This discussion has been locked.
You can no longer post new replies to this discussion. If you have a question you can start a new discussion

utm 9 HA falls apart on dl380p g8 hyper-v

I thought it was finally time we give XG a chance (the last two times I've done this it's ended in tears as the platform is still WAY too green and lacking) - I figured it would finally be mature enough.  Maybe it is on sophos hardware, but sure doesn't seem to be under hyper-v!  Ran into nothing but problems on all hardware I tried.  Went back to UTM and had no trouble setting up an HA config on both poweredge r720s and r730s.  However when I tried to do the same on HP dl380p g8 boxes, I ran into trouble.  The individual units build up and function properly, but as soon as I put them into an HA pair (automatic config) their cpus spike to 100% and they become completely unresponsive.  I've rebuilt them multiple times to no avail - same behavior every time.  Any thoughts are welcome, thanks!



This thread was automatically locked due to age.
  • it occurred to me the other variable at the problem location is that it uses stacked netgear switches vs. hp switches at the other locations... so I shifted the VMs to run over a crossover cable between the two hosts and the problem did not occur... so I guess something about the switches is making the nodes wig out?  Will get the cabling shifted from crossovers to our other hp switches onsite when I get the chance to ensure the problem doesn't happen there as well.

  • Konichiwa - welcome to the UTM Community!

    Thanks for contributing the solution to teach others - I saw a similar situation here and at a client site within the last week.

    Cheers - Bob

     
    Sophos UTM Community Moderator
    Sophos Certified Architect - UTM
    Sophos Certified Engineer - XG
    Gold Solution Partner since 2005
    MediaSoft, Inc. USA
  • Hi Bob, so interestingly we have another site with the same Netgear stacked switches that has one Dell and one HP server. I did not experience the problem when I created an HA utm pair there last night, so now I’m not sure where the blame lies...

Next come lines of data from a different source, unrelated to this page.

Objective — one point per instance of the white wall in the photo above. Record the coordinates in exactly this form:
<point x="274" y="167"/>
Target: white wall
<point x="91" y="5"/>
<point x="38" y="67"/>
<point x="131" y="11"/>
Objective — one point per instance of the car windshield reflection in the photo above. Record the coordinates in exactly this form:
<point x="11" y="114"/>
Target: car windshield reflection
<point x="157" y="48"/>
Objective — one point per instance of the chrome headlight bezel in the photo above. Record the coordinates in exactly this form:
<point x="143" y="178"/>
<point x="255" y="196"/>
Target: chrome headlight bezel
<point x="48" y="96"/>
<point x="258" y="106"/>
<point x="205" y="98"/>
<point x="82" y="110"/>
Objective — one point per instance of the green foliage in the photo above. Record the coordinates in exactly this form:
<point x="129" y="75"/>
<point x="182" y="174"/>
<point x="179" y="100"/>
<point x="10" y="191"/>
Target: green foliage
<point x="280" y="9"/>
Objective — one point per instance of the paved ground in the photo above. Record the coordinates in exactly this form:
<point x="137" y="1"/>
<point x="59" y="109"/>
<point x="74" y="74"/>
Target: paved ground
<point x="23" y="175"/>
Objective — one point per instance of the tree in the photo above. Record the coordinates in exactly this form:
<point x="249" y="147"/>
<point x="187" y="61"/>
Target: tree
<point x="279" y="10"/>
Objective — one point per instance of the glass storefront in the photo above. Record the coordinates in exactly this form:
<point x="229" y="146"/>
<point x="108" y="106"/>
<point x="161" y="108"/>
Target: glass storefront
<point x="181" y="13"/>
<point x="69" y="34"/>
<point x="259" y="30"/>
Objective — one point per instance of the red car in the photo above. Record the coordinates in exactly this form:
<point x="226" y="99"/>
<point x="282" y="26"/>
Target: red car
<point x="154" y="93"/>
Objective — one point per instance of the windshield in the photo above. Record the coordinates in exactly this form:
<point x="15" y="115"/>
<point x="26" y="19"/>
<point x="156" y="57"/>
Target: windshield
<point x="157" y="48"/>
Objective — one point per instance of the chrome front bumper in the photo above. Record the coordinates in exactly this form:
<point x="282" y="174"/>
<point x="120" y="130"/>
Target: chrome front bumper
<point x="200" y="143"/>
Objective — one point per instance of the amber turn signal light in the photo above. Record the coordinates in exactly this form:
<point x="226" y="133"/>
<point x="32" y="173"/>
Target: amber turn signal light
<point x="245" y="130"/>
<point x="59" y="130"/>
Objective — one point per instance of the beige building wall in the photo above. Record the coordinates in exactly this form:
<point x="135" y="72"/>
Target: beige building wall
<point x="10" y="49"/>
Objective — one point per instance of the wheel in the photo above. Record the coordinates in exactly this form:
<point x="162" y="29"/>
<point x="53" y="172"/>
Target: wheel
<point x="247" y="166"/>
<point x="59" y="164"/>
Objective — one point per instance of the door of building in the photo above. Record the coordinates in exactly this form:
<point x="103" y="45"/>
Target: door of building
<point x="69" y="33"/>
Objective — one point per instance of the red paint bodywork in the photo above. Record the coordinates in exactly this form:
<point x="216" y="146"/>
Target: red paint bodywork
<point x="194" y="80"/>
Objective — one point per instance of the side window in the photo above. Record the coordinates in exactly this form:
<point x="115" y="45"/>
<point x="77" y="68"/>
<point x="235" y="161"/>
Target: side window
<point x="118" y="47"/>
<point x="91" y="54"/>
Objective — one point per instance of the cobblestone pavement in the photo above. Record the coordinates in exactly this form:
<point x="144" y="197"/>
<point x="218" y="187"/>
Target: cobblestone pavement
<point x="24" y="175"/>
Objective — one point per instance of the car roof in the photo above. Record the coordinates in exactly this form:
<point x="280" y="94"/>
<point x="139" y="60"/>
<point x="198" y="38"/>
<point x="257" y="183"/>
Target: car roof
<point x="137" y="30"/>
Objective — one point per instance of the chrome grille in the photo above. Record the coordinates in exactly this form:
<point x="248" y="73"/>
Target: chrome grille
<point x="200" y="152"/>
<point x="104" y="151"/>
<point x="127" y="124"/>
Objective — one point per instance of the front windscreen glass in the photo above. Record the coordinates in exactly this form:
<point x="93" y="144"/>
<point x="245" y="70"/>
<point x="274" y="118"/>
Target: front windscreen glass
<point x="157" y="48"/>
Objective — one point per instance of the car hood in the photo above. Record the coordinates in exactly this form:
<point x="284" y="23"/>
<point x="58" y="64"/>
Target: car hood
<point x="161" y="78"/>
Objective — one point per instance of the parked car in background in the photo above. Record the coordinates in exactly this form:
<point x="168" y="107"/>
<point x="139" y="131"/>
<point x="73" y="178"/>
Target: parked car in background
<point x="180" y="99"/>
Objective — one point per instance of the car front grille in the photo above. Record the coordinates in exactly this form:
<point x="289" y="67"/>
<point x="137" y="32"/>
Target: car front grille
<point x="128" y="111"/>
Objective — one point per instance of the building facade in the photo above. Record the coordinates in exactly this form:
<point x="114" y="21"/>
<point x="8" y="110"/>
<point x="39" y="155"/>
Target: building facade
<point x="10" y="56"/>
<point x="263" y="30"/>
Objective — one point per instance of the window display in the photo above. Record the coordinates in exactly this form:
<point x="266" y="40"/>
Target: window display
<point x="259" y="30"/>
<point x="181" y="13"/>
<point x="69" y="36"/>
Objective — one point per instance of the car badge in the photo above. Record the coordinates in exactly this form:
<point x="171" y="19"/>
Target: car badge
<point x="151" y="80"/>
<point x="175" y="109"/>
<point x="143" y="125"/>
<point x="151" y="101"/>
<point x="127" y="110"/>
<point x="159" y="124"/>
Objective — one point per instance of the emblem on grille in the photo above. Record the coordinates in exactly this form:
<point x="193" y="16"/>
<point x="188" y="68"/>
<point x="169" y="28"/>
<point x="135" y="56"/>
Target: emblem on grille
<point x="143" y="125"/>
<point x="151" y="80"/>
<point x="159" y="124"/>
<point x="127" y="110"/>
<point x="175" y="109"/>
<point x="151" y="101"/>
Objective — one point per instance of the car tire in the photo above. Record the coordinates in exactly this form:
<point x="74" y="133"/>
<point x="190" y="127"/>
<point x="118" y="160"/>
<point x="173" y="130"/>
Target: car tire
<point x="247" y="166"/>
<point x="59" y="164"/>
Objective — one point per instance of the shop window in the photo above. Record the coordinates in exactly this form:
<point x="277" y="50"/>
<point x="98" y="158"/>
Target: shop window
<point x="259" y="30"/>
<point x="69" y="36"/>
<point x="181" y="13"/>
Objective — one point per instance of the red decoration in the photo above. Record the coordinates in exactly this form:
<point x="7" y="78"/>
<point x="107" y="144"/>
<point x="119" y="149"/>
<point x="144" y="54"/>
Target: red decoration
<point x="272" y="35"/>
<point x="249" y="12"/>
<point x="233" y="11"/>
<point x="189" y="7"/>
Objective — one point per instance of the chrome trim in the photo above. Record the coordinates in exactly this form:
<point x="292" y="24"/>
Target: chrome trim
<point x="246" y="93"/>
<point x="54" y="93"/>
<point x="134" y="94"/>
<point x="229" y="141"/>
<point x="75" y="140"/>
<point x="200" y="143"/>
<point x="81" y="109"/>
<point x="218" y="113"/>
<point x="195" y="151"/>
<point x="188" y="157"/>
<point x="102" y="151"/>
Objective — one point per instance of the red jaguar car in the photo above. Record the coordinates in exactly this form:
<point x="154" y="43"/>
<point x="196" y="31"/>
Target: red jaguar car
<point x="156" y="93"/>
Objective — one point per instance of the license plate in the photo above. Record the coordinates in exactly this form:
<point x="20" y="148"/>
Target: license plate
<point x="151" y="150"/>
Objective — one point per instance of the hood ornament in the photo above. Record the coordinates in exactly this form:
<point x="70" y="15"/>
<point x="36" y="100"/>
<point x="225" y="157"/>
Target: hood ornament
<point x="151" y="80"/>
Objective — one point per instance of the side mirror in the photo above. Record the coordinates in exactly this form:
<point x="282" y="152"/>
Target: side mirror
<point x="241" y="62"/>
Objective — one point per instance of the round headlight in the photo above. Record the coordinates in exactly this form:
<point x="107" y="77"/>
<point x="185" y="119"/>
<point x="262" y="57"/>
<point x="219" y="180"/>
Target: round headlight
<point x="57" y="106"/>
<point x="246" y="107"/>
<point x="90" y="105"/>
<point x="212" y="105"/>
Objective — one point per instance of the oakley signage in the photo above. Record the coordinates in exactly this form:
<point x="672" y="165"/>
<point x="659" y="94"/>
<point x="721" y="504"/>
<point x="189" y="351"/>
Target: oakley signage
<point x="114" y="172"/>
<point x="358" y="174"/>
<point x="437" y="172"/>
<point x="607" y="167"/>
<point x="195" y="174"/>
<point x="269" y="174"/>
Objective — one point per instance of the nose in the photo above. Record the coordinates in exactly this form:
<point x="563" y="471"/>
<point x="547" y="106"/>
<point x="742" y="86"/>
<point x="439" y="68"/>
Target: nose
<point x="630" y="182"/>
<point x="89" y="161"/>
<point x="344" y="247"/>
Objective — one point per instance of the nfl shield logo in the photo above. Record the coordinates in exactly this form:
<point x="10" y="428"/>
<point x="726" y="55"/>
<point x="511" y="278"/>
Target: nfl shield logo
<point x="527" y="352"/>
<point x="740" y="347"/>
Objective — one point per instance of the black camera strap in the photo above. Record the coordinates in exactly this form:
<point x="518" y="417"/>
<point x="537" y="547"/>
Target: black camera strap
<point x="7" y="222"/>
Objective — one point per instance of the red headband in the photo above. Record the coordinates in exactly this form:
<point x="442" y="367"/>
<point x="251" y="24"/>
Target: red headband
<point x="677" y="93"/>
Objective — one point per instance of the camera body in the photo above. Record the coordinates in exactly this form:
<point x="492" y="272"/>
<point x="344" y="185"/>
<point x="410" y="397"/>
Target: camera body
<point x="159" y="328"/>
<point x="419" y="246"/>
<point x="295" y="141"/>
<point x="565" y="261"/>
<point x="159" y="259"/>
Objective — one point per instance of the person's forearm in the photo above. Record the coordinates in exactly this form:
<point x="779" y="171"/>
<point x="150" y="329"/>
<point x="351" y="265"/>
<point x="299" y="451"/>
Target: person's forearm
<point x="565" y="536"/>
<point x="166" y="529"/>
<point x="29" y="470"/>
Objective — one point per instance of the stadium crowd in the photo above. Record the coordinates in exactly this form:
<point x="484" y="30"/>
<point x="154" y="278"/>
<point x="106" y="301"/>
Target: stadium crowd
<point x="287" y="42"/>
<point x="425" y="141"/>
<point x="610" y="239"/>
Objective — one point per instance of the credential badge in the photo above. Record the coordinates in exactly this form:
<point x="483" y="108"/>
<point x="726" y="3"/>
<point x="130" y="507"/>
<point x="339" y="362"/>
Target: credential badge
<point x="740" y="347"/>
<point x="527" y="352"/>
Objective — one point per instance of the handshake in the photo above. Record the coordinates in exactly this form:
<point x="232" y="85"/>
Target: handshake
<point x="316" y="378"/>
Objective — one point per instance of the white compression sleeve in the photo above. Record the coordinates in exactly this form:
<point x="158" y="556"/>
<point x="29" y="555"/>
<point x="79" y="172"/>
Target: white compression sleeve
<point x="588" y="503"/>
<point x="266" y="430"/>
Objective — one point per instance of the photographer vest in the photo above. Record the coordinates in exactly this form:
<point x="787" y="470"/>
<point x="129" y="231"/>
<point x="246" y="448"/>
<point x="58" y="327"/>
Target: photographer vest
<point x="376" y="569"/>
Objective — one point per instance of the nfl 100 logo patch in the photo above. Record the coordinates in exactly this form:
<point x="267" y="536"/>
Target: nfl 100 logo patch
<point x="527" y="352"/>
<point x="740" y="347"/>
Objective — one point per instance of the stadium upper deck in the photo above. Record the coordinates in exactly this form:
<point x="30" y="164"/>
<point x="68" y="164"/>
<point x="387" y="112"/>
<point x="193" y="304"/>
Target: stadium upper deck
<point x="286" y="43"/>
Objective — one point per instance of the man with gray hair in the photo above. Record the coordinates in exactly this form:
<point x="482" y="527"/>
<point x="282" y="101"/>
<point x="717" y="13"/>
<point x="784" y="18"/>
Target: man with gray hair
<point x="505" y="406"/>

  • well actually it looks like it is happening, it just took much longer to manifest (at the other office it was pretty instantaneous).  with this one i was able to see the flapping/heartbeat lost/another master messages in the HA log and putty in to set the heartbeat keepalive from 3 to 10 (per one of your other threads).  went to bed and woke up to them being frozen with cpu out of control.  so maybe netgear is the problem after all.

  • Just a thought related to #7.7 in Rulz (last updated 2021-02-16) - what if you set a fixed speed & duplex on the 'Hardware' tab of 'Interfaces' for the NIC connected to the Netgear?

    Cheers - Bob

     
    Sophos UTM Community Moderator
    Sophos Certified Architect - UTM
    Sophos Certified Engineer - XG
    Gold Solution Partner since 2005
    MediaSoft, Inc. USA
  • ok this is getting very strange.  we set up a pair of PHYSICAL sg115 boxes at the original problem site with a home license to see if there was any difference.  it seemed fine for days and now today it is exhibiting the same problem as the virtual clusters - cpu going nuts on both nodes for no reason.  also the virtual one at the other site which had been working fine is doing it too.  ugh.

  • Did you try #7.7 as I suggested in my previous post here?

    Cheers - Bob

     
    Sophos UTM Community Moderator
    Sophos Certified Architect - UTM
    Sophos Certified Engineer - XG
    Gold Solution Partner since 2005
    MediaSoft, Inc. USA
  • no as it doesn't apply since the netgear is not in the picture any more.  the virtual sophoses at the problem site were moved to hp switches (identical to our working site) but still had the problem.  so we set up physical sophoses and today they wigged out too.